Saturday, June 14, 2008

Tony Blair's take on the Peace Process

Tony Blair, who became a special envoy to Israel/OPT for the Quartet on the day he resigned as British Prime Minister, blathers about the Middle East situation in a Guardian Q-A this weekend. He's been in the job for less than a year and only spends a few days a month in the region. (Mostly cosseted in the American Colony Hotel.) Blair plans to head for Yale University this autumn to teach a class in Religion and the Globalized World. (There is speculation that George W Bush, an ardent admirer of the Rottweiler Pope Benedict, may follow his poodle and soon covert to ROMAN CATHOLICISM!)

Tony sez:

"In my view the whole problem with the peace process up to now has been that people have thought you construct the deal and the facts on the ground will change. My view is that it is as much [that] you have to change the reality on the ground to create the space for the political deal to work.

"People say to me 'Well we have had all these agreements in the past' [but] Oslo was not an agreement, it was agreement to have an agreement. In my view you could work out the right problem on territory, refugees and Jerusalem but you cannot get a deal when the Israelis feel they have a massive unanswered security challenge and the Palestinians feel the weight of the occupation to change the two realities the two sides have.

"Gerry Adams and Martin McGuinness [were] people that came from a past that was about the armed struggle [in Northern Ireland], but who had real vision imagination and leadership to make the transition. The question is how do you create the circumstances for that leadership to be successful in the Palestinian context. If the moderates show leadership, they will be strengthened. If they cannot they won't.

"In the Middle East at the moment the issue is not whether people are talking to Hamas or not, because the Egyptians already are. I hope we can get a different strategy for Gaza so that as we get a ceasefire, we are [also] progressively reopening the crossings, allowing in not just humanitarian aid but also goods and services - that would be a step forward.

"The issue is not a failure of communication. In the Northern Ireland situation it is true there were all sorts of informal contacts with the IRA but proper talking began only when there was a ceasefire. I have been very clear about what has to happen to ease the restrictions on the lives of Palestinians on the West Bank, but it does not help the cause of peace when we are trying to pressure the Israelis to let fuel in and extremists come from Gaza and kill the Israelis bringing the fuel in. If the terrorism stopped the whole situation would be so much easier to resolve.

"Their purpose is to destroy and disrupt the peace process in my view the best response to that is to go ahead with the peace process. Let us not be foolish about it - it is a deliberate act of strategy to inflict trauma by putting rockets into the town aimed deliberately and indiscriminately at civilians.

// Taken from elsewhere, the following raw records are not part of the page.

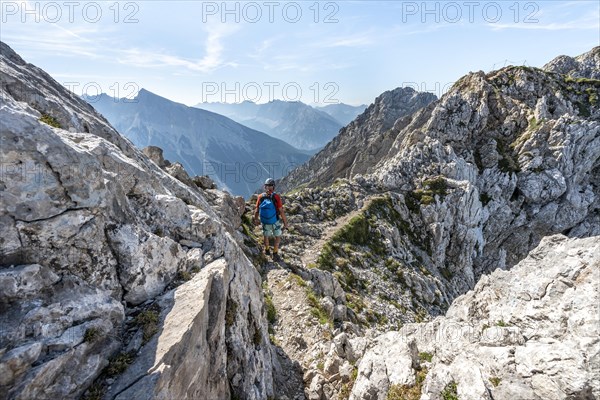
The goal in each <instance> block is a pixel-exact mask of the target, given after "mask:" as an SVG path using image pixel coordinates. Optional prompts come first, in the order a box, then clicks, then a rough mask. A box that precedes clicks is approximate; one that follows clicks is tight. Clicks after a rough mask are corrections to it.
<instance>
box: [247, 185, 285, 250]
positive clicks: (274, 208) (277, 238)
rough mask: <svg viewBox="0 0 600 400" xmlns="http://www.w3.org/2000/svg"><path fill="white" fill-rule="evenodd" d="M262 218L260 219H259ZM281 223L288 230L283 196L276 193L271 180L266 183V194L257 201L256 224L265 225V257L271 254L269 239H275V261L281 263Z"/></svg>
mask: <svg viewBox="0 0 600 400" xmlns="http://www.w3.org/2000/svg"><path fill="white" fill-rule="evenodd" d="M259 216H260V219H259ZM281 221H283V229H287V227H288V224H287V218H286V216H285V212H284V211H283V203H282V202H281V196H279V195H278V194H277V193H275V181H274V180H273V179H272V178H269V179H267V180H266V181H265V192H264V193H261V194H260V195H259V196H258V199H257V200H256V208H255V209H254V223H255V224H256V225H258V224H259V223H262V225H263V238H264V242H265V248H264V250H263V253H264V254H265V255H269V254H271V250H270V248H269V238H270V237H274V238H275V240H274V242H275V243H274V244H273V261H279V260H281V258H280V257H279V242H280V241H281Z"/></svg>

"My strategy is not to do the economic at the expense of politics but it is to accept that unless you deal the facts on the grounds - insufficient security capability on behalf of the Palestinians and the weight of the occupation on the Palestinians, then you will not create the space for politics to work. The tracks have got to work alongside one side another.

"The package I agreed with the Israelis gives us the opportunity radically to change some of the facts on the ground - reducing or speeding some of the 20 or so strategic roadblocks. If you don't start somewhere, you will get nowhere. There may well be a role for independent and international support for security at a later time, but it will not be now."

The Middle East and the end of the Bush administration

"In the last year there has been intensification of focus. Condi Rice has made many many visits, President Bush himself has been twice. There is no doubt at all that there is a big engagement by the Americans on this. I still think progress is going to happen even under the remaining part of this presidency. What is really important for the next president is that this does not go to the bottom of the intray. It's fundamental to what is going on in the whole Middle East. This is a region in transition, there is massive potential for it to go right and [also] for it to go badly wrong.